I'm trying to calculate MSELoss when mask is used. Suppose that I have tensor with batch_size of 2: [2, 33, 1] as my target, and another input tensor with the same shape. Since sequence length might differ for each instance, I have also a binary mask indicating the existence of each element in the input sequence. So here is what I'm doing:
mse_loss = nn.MSELoss(reduction='none')
loss = mse_loss(input, target)
loss = (loss * mask.float()).sum() # gives \sigma_euclidean over unmasked elements
mse_loss_val = loss / loss.numel()
# now doing backpropagation
mse_loss_val.backward()
Is loss / loss.numel() a good practice? I'm skeptical, as I have to use reduction='none' and when calculating final loss value, I think I should calculate the loss only considering those loss elements that are nonzero (i.e., unmasked), however, I'm taking the average over all tensor elements with torch.numel(). I'm actually trying to take 1/n factor of MSELoss into account. Any thoughts?

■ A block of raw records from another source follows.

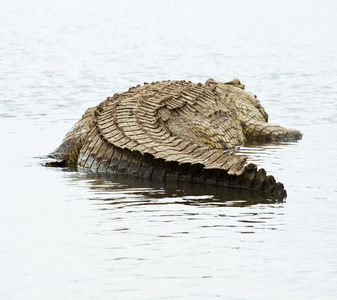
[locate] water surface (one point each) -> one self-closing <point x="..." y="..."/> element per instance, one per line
<point x="73" y="235"/>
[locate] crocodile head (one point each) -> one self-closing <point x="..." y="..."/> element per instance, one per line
<point x="247" y="106"/>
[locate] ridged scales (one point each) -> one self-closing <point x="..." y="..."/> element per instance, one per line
<point x="174" y="130"/>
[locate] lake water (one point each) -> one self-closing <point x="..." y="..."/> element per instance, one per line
<point x="72" y="235"/>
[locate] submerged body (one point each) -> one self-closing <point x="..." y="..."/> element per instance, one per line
<point x="176" y="130"/>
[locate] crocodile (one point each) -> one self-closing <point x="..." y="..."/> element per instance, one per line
<point x="176" y="130"/>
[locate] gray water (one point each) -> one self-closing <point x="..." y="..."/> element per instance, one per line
<point x="72" y="235"/>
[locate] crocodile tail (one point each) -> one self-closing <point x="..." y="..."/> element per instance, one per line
<point x="100" y="156"/>
<point x="256" y="130"/>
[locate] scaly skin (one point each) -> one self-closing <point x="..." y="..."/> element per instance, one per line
<point x="175" y="130"/>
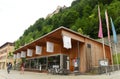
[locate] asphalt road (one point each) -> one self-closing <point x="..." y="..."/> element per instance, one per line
<point x="34" y="75"/>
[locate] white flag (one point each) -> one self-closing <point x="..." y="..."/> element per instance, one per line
<point x="67" y="42"/>
<point x="23" y="54"/>
<point x="29" y="52"/>
<point x="15" y="56"/>
<point x="18" y="55"/>
<point x="50" y="47"/>
<point x="38" y="50"/>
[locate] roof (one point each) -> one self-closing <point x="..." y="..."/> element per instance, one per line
<point x="58" y="31"/>
<point x="12" y="44"/>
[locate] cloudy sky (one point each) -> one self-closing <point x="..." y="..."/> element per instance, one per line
<point x="18" y="15"/>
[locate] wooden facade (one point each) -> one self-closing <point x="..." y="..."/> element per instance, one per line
<point x="86" y="50"/>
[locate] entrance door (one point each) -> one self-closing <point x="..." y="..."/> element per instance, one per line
<point x="88" y="58"/>
<point x="65" y="62"/>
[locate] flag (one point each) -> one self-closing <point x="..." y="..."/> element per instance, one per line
<point x="67" y="42"/>
<point x="15" y="56"/>
<point x="114" y="32"/>
<point x="23" y="54"/>
<point x="38" y="50"/>
<point x="50" y="47"/>
<point x="29" y="52"/>
<point x="107" y="22"/>
<point x="100" y="33"/>
<point x="18" y="55"/>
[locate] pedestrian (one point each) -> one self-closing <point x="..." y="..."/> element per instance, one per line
<point x="9" y="66"/>
<point x="22" y="68"/>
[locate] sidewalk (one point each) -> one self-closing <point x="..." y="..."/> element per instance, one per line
<point x="34" y="75"/>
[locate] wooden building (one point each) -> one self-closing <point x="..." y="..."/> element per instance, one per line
<point x="5" y="49"/>
<point x="63" y="47"/>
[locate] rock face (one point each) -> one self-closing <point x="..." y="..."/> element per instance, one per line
<point x="56" y="11"/>
<point x="112" y="43"/>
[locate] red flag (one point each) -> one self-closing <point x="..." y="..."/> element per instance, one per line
<point x="107" y="22"/>
<point x="100" y="33"/>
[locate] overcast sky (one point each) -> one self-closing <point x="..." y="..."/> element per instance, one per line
<point x="17" y="15"/>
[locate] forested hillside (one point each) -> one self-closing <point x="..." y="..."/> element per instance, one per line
<point x="81" y="16"/>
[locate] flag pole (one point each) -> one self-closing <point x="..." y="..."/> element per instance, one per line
<point x="115" y="40"/>
<point x="103" y="48"/>
<point x="100" y="34"/>
<point x="108" y="32"/>
<point x="116" y="56"/>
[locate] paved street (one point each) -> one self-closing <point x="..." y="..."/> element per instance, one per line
<point x="34" y="75"/>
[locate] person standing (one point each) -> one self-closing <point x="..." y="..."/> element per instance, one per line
<point x="22" y="68"/>
<point x="9" y="66"/>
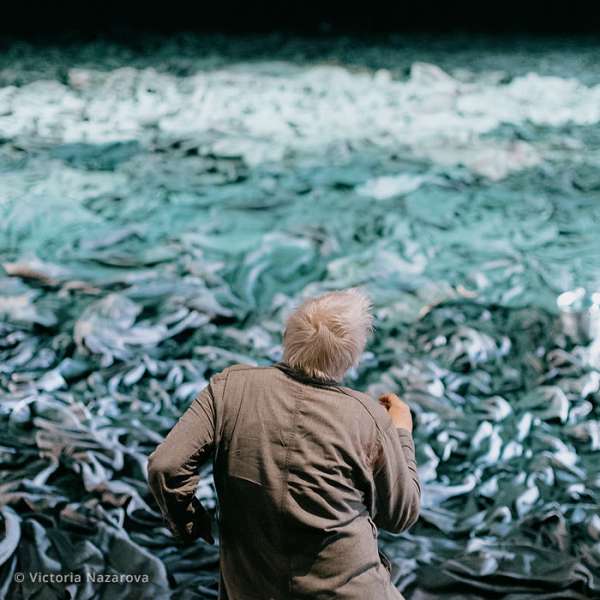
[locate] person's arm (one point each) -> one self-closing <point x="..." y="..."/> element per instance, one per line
<point x="397" y="484"/>
<point x="173" y="467"/>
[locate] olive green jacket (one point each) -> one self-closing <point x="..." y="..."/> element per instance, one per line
<point x="305" y="471"/>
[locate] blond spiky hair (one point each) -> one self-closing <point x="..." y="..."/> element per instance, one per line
<point x="326" y="336"/>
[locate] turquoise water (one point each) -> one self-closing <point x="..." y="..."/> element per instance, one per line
<point x="164" y="206"/>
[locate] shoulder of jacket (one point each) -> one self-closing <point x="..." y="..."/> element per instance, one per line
<point x="377" y="412"/>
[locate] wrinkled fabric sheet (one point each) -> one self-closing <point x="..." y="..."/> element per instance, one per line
<point x="158" y="223"/>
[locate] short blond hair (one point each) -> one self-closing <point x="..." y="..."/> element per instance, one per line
<point x="325" y="336"/>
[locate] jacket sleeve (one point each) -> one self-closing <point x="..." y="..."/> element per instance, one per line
<point x="173" y="468"/>
<point x="397" y="484"/>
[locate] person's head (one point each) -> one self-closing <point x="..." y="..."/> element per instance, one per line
<point x="326" y="336"/>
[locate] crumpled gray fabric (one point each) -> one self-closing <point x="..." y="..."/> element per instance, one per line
<point x="161" y="212"/>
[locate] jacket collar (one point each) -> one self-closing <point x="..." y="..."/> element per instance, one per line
<point x="303" y="377"/>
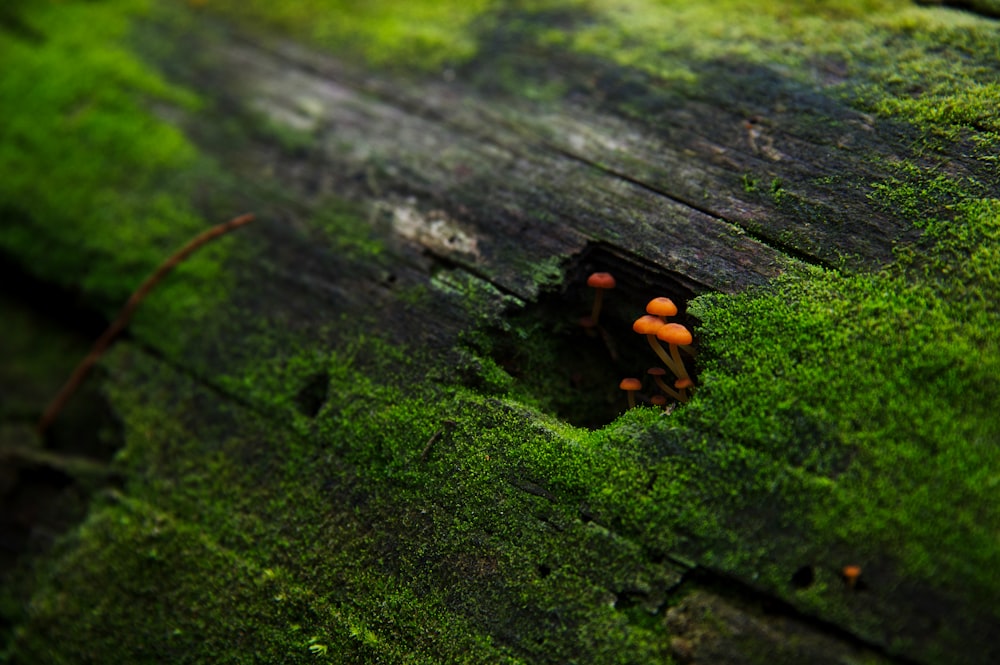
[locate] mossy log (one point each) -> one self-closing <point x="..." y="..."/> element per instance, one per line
<point x="369" y="427"/>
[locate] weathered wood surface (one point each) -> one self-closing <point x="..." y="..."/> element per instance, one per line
<point x="468" y="190"/>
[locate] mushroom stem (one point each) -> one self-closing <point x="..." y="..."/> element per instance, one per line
<point x="630" y="385"/>
<point x="657" y="374"/>
<point x="595" y="312"/>
<point x="683" y="385"/>
<point x="655" y="345"/>
<point x="674" y="334"/>
<point x="678" y="368"/>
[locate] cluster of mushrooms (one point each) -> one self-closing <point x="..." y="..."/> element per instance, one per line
<point x="658" y="331"/>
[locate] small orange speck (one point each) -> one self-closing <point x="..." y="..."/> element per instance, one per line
<point x="851" y="574"/>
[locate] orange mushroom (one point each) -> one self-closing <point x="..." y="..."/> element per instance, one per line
<point x="600" y="282"/>
<point x="662" y="307"/>
<point x="851" y="574"/>
<point x="630" y="385"/>
<point x="649" y="325"/>
<point x="674" y="334"/>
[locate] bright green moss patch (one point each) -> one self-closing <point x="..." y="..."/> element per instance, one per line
<point x="885" y="384"/>
<point x="421" y="35"/>
<point x="92" y="193"/>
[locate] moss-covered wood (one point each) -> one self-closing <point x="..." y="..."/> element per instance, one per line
<point x="369" y="427"/>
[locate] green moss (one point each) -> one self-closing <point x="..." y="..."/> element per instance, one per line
<point x="91" y="193"/>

There are some issues in the code. I think correct code should be:
mse_loss = nn.MSELoss(reduction='none')
loss = mse_loss(input, target)
loss = (loss * mask.float()).sum() # gives \sigma_euclidean over unmasked elements
non_zero_elements = mask.sum()
mse_loss_val = loss / non_zero_elements
# now doing backpropagation
mse_loss_val.backward()
This is only slightly worse than using .mean() if you are worried about numerical errors.